Ludovicus Plinio suo salutem plurimam dat. Me encantó esta carta tuya en la que cuentas las apariciones de un fantasma nocturno, como debe ser, con sus correspondientes y ruidosas cadenas, en una casa de la culta Atenas. Según he oído decir es esta la primera narración de terror de la historia, al menos de la historia occidental. Sea cierto o no, el tema ha tenido un gran éxito, y se ha repetido en infinidad de ocasiones aunque con alguna que otra variante: el hotel levantado sobre un viejo cementerio indio, o la casa cuya base perturba el reposo de ancestrales guerreros, que protestan mediante apariciones nocturnas y sanguinarias muertes que llenan de espanto. Tu narración, sin sangre ni histéricos gritos, siempre está presente en esas novelas o películas de pretendido terror. La tuya, sin embargo, es una narración más metafísica, más fina y humana: el fantasma de la casa ateniense no halla la paz porque sus huesos no reposan en el lugar adecuado. Éste, como los indios y los guerreros, sale todas las noches de la tumba arrastrando las cadenas y asustando a los moradores de la casa, que la abandonan llenos de espanto. El pobre fantasma, no obstante, sólo desea explicarse, no quiere ni vengarse ni matar a nadie. Pero nadie lo escucha: causa terror.

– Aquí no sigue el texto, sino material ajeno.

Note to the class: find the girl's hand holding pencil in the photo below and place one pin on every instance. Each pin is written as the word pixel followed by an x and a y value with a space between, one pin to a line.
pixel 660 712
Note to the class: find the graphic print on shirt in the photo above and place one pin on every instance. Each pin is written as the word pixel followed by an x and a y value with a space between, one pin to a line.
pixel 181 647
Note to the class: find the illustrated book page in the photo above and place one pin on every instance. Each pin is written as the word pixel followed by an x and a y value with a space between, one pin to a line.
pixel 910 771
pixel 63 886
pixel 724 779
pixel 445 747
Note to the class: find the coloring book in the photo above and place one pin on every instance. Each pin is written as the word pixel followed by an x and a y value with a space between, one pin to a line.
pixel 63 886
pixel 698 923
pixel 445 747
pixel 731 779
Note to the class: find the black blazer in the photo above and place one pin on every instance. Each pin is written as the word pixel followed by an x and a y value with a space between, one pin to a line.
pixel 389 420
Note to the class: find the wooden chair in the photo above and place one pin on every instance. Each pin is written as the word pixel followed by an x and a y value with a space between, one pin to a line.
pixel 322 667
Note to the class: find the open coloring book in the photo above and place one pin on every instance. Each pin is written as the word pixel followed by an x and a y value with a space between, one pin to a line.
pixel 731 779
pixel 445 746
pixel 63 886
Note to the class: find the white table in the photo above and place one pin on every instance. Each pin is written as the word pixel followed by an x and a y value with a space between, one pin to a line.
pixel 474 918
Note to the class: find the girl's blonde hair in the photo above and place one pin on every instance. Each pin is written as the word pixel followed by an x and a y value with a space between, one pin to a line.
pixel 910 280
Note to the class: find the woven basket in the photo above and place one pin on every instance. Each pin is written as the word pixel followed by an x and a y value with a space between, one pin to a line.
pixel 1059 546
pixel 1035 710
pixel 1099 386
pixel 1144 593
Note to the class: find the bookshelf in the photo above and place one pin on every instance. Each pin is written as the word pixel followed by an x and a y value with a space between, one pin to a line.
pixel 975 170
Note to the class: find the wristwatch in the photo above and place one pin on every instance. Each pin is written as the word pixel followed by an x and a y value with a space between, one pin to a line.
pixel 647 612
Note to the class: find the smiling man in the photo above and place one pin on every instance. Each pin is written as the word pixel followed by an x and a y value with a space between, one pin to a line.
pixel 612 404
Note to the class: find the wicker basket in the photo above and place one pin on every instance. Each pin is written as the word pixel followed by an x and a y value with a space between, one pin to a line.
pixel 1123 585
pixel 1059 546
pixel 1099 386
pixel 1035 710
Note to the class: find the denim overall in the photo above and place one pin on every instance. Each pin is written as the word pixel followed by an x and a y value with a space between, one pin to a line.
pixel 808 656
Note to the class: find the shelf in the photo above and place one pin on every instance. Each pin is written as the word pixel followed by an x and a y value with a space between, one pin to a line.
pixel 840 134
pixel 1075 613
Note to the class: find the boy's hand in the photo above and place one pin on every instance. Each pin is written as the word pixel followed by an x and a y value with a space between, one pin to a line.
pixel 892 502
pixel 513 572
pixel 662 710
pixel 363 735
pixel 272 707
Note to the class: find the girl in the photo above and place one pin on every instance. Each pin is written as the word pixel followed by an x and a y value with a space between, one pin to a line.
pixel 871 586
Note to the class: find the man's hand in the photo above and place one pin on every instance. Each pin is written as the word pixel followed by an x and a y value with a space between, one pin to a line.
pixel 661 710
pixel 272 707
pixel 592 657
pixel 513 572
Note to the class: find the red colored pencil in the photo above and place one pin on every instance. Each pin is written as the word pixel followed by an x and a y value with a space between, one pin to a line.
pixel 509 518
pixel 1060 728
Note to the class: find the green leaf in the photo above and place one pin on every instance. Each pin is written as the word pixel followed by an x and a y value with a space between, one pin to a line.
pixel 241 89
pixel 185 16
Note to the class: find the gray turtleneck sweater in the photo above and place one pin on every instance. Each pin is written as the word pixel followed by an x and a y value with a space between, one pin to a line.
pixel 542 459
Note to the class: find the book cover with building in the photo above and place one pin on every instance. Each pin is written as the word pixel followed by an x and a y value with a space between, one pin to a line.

Un día, un filósofo, Atenodoro, alquila esa fantasmal casa por un bajo precio, no se puede pedir mucho cuando hay trasgos en el inmueble, y se prepara para enfrentarse a la desconsolada alma en pena. En mitad de la noche se aparece el fantasma con chirriar de cadenas; Atenodoro, enfrascado en sus estudios, le pide que espere a que termine de leer algo. Cerrado el libro, oye luego las quejas de aquella visión. Oídas, y acompañados por el temblor de la llama de la lámpara de aceite, el fantasma lo lleva al lugar donde yacen sus huesos, un agujero en el patio de la propia casa. No es el lugar adecuado para un reposo eterno. Enterrados los huesos y las cadenas donde les corresponde, desparece el fantasma de la casa aunque perdure el miedo y el encanto de los ciudadanos.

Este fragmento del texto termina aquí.